Quelle: Report DUnd genau daher rührt mein Bedürfnis meine Gedanken und Meinung zum „Gender-Gaga“ Thema und damit auch zu der o.g. Veranstaltung kundzutun, auf der ich auch zugegen war.

Gender Mainstreaming (GM) ist ein sperriger Begriff und hat in der Tat Züge an sich, die z.T. schwer nachvollziehbar sind. Wenn wir die Begriffsdefinition aber zunächst einfach so nehmen wie Sie ist, bedeutet GM nichts anderes als: „ die unterschiedlichen Lebenssituationen und Interessen von Frauen und Männern bei allen Entscheidungen auf allen gesellschaftlichen Ebenen zu berücksichtigen, um so die Gleichstellung der Geschlechter durchzusetzen“.

Was ist daran falsch? Was macht diese Definition mit Ihnen? Denken Sie bitte mal eine Minute darüber nach – bitte!

Danke!;-)

Was wurde nun auf der Veranstaltung daraus gemacht? Nun,

  • Gender Mainstreaming sei eine absurde Ideologie
  • Gender Mainstreaming sei gefährlich
  • Gender Mainstreaming besagt Geschlecht sei ein ‚Konstrukt‘
  • Gender Mainstreaming verdirbt die Sprache
  • Gender Mainstreaming frisst Steuergelder
  • Gender Mainstreaming ist Sexualpädagogik
  • Gender Mainstreaming fördert Pädophilie

In einem einzigen Punkt gebe ich der Diskussion Recht: Der zum Teil aberwitzige Umgang mit der Gender-konformen Sprache nimmt seltene Stilblüten an. Hier sollten wir als Land von Goethe und Schiller in der Tat aufpassen, dass wir den Humor, den Spaß und die Schönheit unserer Sprache nicht zerstören. Aber auch hier müssen wir mal die Bäume im Wald lassen: Es besteht nicht im Geringsten die Gefahr einer Zersetzung.

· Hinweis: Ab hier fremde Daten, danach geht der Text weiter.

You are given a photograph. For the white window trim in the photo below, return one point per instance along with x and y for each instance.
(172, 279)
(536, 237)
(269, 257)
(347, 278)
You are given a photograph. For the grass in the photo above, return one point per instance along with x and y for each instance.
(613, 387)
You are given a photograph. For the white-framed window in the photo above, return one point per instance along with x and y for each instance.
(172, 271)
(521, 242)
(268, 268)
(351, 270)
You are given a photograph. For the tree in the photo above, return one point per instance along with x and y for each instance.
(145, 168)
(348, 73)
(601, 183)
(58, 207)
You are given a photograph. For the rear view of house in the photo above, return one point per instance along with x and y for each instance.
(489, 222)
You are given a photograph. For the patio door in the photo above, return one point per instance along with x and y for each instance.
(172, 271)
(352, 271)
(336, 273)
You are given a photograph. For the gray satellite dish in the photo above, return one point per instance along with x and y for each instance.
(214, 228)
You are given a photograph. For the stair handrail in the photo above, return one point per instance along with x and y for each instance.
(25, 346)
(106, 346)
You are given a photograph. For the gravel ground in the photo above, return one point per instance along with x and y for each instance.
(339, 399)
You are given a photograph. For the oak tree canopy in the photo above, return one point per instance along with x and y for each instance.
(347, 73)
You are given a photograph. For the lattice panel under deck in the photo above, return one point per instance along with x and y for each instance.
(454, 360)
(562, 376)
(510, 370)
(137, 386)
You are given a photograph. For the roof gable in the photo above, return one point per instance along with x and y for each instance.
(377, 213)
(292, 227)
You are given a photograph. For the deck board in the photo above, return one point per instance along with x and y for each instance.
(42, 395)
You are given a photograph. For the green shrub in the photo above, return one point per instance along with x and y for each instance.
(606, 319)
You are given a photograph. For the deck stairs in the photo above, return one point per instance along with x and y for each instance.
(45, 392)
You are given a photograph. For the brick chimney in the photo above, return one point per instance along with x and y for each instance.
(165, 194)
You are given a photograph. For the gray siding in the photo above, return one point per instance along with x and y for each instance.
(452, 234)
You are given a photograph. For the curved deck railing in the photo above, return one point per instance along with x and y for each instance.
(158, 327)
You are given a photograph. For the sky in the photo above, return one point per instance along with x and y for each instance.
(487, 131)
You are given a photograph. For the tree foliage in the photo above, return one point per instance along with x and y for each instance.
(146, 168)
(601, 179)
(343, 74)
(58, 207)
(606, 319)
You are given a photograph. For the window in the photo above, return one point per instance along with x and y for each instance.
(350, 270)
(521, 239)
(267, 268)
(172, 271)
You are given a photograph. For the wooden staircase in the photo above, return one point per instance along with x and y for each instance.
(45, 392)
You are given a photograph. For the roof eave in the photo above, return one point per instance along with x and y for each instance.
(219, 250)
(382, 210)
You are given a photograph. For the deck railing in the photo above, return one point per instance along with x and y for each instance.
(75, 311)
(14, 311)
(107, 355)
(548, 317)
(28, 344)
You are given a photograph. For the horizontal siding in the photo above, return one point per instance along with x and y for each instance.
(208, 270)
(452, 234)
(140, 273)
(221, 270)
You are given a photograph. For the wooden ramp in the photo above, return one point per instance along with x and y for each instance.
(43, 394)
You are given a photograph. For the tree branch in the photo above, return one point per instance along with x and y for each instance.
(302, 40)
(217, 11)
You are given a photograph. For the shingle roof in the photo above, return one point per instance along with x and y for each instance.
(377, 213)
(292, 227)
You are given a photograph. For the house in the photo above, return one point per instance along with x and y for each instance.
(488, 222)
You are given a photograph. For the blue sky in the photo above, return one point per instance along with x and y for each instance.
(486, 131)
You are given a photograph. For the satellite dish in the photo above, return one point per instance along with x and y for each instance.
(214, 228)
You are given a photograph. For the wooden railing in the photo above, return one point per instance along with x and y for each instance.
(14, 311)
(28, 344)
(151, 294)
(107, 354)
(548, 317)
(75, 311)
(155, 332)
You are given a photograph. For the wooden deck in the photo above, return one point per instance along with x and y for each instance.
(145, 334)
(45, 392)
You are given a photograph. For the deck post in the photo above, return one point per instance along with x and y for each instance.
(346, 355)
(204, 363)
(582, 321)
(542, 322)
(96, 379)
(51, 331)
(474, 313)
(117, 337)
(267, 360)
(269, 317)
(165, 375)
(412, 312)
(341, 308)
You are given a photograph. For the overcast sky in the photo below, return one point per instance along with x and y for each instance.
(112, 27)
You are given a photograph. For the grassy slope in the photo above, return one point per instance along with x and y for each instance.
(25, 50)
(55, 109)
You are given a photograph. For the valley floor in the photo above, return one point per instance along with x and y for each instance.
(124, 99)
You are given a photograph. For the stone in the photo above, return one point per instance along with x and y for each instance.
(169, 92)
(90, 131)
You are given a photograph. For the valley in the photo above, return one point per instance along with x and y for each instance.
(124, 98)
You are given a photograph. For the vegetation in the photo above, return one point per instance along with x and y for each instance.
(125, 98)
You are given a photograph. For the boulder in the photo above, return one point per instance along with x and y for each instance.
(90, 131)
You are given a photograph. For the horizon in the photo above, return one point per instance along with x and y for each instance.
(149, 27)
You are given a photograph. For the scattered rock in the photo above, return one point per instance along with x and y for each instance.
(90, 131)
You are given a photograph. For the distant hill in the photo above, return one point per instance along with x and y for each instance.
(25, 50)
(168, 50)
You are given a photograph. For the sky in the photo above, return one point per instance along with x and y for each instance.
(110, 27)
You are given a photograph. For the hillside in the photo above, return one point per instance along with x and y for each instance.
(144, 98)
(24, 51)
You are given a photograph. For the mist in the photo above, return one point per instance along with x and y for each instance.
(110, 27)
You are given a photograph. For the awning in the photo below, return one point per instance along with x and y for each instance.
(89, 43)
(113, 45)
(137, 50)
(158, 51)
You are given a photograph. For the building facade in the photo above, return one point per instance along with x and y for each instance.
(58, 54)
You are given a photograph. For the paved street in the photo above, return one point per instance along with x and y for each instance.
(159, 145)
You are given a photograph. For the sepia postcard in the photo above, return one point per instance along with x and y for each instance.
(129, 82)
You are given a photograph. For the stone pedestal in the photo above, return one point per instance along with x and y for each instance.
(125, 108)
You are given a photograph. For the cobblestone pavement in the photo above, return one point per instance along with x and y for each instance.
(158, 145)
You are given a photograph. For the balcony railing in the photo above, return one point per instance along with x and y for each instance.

Das Thema wird bereits seit Jahren diskutiert, aber wer von Ihnen hat denn wirklich besorgniserregende Erlebnisse damit gehabt. Ja, einige sind lustig, seltsam, absurd, aber nicht gefährlich. Beurteilen Sie anhand eines Zitates des Abends selbst: „Berlin hat zwar keinen modernen Flughafen, aber in manchen Bezirken drei Türen, wenn Sie aufs Klo müssen. Man muss Prioritäten setzen. Gendersensibel nennt es sich, dass wir neuerdings sogenannte Unisextoiletten vorfinden, damit wir nicht entscheiden müssen, ob wir ein Mann oder eine Frau sind.“

Ja Herr Gott nochmal: Und??…

In Kelles Sprüchen steckt der alte Stammtisch, das alte Ressentiment, aber verpackt in eine lockere Sprache, mit scheinbar lustig anmutenden Beispielen für Sprachregelungen, die an den gesunden Menschenverstand appelliert. Dann ist sie plötzlich bei der Sexualkunde, die ihrer Meinung viel zu häufig und freizügig auf die Kinder hereinprasselt. Und darüber führt der Diskussionsstrang dazu, dass eine Minderheit – Menschen mit gleichgeschlechtlicher Orientierung – der Mehrheit – „ganz normalen Familien“ ihre Werte und Lebensvorstellungen aufoktroyieren wollen. Das macht es gefährlich, denn ihre Fähigkeit Dinge zu vermischen (die Gleichstellung von Frauen, die Emanzipation von Homo- und Transsexuellen und die Sexualpädagogik zu einem Konzept namens „Gender Mainstreaming“, dass es nun mal gar nicht ist), Ihre einseitige Sicht und ihre Absicht die Vielfalt unserer Gesellschaft zu bewerten und in gut und schlecht zu teilen bleiben so bei manchem unentdeckt.

Stellt man Teile als unsinnig dar, etwa an Einzelbeispielen über „gegenderte“ Sprache, motzt man dann noch etwas über „beleidigte Gleichstellungsaktivistinnen“, packt die Bildungspläne zu sexueller Aufklärung in NRW dazu und eine entsetze Vorsitzende der Elternschaft NRW und redet viel über angebliche Kosten, kann man mit diesem Rundumschlag direkt gegen alles vorgehen. Wer merkt dann schon noch, was vielleicht sinnvoll oder geboten ist? Oder was Hetze?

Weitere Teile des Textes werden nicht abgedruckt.